Environmental Injustice Seen in TVA Policies
Reported by Kyle Wolff
TVA’s environmental policies are putting low income Americans at risk, according to the nation’s most prominent advocate for environmental justice.
“We take your poison for a price,” said Dr. Robert Bullard on TVA’s decision to ship coal ash from spill in Kingston, Tenn., to waste disposal facilities near poverty-stricken neighborhoods in Uniontown, Ala.
Dr. Bullard, director of the Environmental Justice Resource Center at Clark Atlanta University, delivered his message to a packed Lipinsky Auditorium at the University of North Carolina-Asheville on Jan. 20, 2010.
In his presentation, Dr. Bullard challenged government and industrial policies that place low-income minority populations at special risk. His example of this was Uniontown, an area receiving waste from an environmental disaster that happened 300 miles north of them, in a county with a population that is 88 percent African American.

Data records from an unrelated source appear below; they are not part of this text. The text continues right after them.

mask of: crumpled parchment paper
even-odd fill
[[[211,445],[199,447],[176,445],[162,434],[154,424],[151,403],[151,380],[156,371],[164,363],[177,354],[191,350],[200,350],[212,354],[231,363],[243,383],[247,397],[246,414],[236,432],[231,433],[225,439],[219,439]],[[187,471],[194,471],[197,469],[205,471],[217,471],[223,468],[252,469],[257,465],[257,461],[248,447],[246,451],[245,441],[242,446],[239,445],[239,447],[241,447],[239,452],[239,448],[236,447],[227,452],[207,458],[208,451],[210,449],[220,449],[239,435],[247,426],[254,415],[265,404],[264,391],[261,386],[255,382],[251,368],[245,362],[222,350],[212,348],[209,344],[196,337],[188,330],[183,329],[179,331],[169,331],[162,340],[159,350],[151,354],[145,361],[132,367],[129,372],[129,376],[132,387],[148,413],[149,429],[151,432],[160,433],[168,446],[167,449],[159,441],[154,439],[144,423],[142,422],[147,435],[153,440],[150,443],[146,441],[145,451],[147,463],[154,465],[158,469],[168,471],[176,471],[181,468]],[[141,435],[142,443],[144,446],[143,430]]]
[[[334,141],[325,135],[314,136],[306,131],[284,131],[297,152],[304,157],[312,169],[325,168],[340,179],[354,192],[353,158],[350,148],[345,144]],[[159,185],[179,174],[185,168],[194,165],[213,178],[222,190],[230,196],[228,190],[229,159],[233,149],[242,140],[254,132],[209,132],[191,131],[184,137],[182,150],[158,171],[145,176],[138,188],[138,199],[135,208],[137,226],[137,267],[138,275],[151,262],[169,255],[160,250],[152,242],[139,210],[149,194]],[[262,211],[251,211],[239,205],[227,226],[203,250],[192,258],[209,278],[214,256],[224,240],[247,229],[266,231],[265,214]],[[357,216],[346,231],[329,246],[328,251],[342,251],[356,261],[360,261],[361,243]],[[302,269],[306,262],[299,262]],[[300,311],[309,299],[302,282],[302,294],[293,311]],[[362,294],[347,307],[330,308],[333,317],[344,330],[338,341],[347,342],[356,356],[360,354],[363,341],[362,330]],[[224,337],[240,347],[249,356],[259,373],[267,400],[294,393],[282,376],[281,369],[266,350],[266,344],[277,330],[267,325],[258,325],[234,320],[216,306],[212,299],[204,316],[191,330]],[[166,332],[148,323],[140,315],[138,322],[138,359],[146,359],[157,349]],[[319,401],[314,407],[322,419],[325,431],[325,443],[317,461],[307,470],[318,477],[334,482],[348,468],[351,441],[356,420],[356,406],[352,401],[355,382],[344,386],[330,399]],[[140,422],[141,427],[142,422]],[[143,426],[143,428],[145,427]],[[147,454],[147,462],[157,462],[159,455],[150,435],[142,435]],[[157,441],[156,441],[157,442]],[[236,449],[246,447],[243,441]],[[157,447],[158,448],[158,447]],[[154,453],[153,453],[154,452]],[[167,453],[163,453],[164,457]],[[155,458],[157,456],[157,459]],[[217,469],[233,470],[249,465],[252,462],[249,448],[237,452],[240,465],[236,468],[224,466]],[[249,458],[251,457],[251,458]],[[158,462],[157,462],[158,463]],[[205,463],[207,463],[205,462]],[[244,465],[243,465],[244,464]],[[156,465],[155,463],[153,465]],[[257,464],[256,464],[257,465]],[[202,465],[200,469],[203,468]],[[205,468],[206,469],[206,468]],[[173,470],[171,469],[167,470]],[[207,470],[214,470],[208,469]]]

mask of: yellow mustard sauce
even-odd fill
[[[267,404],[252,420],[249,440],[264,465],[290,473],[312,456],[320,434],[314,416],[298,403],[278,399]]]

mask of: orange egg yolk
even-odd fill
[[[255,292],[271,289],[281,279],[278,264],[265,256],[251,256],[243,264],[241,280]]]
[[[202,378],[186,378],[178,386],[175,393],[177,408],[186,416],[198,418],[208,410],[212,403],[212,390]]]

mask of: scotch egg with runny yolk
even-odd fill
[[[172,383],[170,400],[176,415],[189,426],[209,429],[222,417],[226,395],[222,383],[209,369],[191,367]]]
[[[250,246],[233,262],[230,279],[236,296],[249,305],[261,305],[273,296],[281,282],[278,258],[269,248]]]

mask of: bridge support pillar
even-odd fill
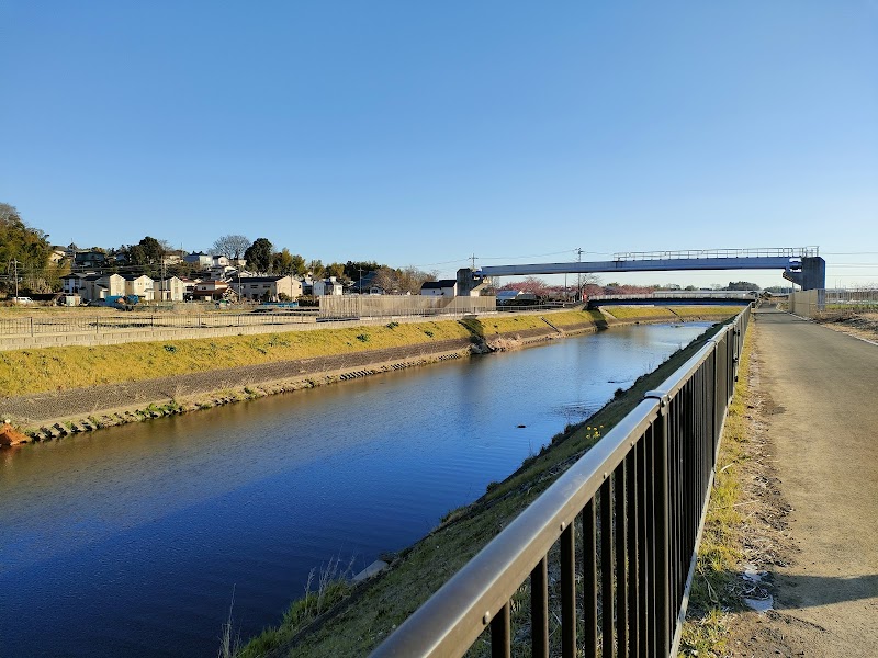
[[[826,287],[826,261],[819,256],[802,258],[801,272],[784,272],[784,279],[800,285],[803,291]]]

Environmental justice, as defined by Dr. Bullard and other advocates, is the fair treatment and meaningful involvement of all people regardless of race, color, national origin, or income with respect to the development, implementation, and enforcement of environmental laws, regulations and policies.
Dr. Bullard explained that the TVA had to get rid of the coal ash mess, and they unjustly sent it south. He said Perry County was living with the effects of an “out of sight, out of mind” mentality by EPA and TVA.